Qué llevó al Vaticano a debatir sobre inteligencia artificial
Los desafíos de la inteligencia artificial tuvieron un escenario bastante inusual a comienzos de marzo. El Vaticano organizó un seminario llamado Potencial y Desafíos de la Inteligencia Artificial, reuniendo a especialistas en ética, tecnología y gobernanza para discutir el rumbo de esta revolución que está cambiando prácticamente todo lo que nos rodea. No es todos los días que una de las instituciones más tradicionales del mundo decide poner algoritmos y redes neuronales en la agenda, pero el momento pedía exactamente eso.
El evento tuvo lugar el lunes 2 de marzo, en el Salone San Pio X, en la Via della Conciliazione 5, en Roma, y fue organizado por la Secretaría para la Economía y la Oficina de Trabajo de la Sede Apostólica, conocida por la sigla ULSA. La apertura estuvo a cargo del profesor Pasquale Passalacqua, director de la ULSA, quien reveló que el papa León XIV, al ser informado de la iniciativa por su presidente, el monseñor Marco Sprizzi, hizo cuestión de demostrar aprecio y aliento, expresando el deseo de una conciencia más profunda en este campo tan relevante y complejo. La moderación del debate estuvo a cargo de Alessandro Gisotti, vicedirector editorial del Dicasterio para la Comunicación.
Para abrir la discusión, los organizadores retomaron una frase atribuida a Albert Einstein que resume bien el momento actual: una abundancia de medios y una confusión de fines. Esta provocación marcó el tono de toda la conversación, planteando cuestiones sobre cómo algoritmos, sesgos e intereses comerciales están moldeando el futuro de la tecnología, y por qué la ética necesita estar en el centro de esta conversación desde el primer día. 🤔
La presencia simbólica del pontífice reforzó el mensaje de que la ética no puede tratarse como un complemento opcional cuando hablamos de tecnologías que afectan a miles de millones de personas en el planeta. El gesto también señala que incluso instituciones milenarias perciben la urgencia de participar activamente en este debate, en lugar de limitarse a observarlo desde lejos. Como se destacó durante el seminario, la Santa Sede, que no tiene objetivos militares ni comerciales, puede desempeñar un papel clave en la promoción de una gobernanza global capaz de desarrollar sistemas que sean éticos desde la fase de concepción.

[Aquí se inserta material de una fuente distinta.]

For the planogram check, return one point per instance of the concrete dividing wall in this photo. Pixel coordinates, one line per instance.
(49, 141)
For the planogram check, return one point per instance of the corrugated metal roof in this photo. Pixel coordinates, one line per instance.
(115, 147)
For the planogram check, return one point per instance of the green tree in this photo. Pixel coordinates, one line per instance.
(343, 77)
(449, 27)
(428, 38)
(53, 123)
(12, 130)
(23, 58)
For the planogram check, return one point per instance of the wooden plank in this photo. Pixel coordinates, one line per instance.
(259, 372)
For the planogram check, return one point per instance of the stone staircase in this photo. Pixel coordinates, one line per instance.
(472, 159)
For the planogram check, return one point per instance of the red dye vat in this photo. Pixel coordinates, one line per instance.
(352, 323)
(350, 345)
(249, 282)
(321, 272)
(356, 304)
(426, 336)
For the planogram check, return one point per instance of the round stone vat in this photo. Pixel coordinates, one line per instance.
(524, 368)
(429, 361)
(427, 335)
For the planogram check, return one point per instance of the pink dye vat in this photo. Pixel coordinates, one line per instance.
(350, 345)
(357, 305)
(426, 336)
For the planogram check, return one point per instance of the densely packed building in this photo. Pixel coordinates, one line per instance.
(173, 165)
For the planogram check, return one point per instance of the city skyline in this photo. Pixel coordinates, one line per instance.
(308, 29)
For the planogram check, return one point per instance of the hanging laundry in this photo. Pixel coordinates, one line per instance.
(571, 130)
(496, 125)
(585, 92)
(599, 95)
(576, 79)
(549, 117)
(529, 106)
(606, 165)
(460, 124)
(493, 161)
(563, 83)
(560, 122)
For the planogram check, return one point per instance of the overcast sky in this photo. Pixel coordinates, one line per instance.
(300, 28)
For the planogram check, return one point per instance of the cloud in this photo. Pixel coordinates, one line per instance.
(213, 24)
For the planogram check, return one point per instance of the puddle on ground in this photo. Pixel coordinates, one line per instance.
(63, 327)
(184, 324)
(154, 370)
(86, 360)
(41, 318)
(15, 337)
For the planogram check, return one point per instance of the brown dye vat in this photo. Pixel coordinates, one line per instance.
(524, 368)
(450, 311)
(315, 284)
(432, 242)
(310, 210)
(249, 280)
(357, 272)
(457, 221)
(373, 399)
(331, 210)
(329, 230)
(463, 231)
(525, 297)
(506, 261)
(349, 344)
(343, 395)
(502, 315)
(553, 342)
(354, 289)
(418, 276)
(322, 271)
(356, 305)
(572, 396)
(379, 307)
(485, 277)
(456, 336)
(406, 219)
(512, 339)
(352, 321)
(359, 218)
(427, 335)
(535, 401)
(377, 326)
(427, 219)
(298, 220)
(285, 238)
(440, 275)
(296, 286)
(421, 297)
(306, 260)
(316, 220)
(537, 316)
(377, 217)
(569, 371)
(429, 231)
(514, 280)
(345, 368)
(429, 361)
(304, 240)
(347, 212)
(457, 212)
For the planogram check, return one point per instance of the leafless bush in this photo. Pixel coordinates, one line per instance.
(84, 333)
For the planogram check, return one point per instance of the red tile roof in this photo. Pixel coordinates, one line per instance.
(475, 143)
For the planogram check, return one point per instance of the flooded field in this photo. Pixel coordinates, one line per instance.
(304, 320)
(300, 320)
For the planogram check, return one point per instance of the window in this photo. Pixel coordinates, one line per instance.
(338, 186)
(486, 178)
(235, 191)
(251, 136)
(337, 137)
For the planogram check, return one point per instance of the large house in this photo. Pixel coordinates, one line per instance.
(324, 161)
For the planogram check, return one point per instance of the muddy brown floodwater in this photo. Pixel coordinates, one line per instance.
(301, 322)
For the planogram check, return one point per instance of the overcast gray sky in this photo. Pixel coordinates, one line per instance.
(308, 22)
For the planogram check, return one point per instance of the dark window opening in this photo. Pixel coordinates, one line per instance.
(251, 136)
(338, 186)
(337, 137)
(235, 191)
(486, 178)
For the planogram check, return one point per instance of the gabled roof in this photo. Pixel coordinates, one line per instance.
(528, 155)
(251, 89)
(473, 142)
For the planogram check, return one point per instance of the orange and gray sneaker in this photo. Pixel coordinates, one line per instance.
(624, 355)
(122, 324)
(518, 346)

Los especialistas que le dieron voz al debate
El seminario contó con un panel de peso. Entre los ponentes estuvieron el obispo Paul Tighe, secretario del Dicasterio para la Cultura y la Educación, el fraile franciscano Paolo Benanti, profesor de la Pontificia Universidad Gregoriana y de la Universidad Luiss Guido Carli, y el profesor Corrado Giustozzi, docente en el programa de Maestría en Ingeniería de Sistemas Inteligentes de la Universidad Campus Bio-Medico de Roma. Cada uno aportó una perspectiva diferente, pero todos coincidieron en un punto central: la tecnología no se desarrolla en espacios neutros.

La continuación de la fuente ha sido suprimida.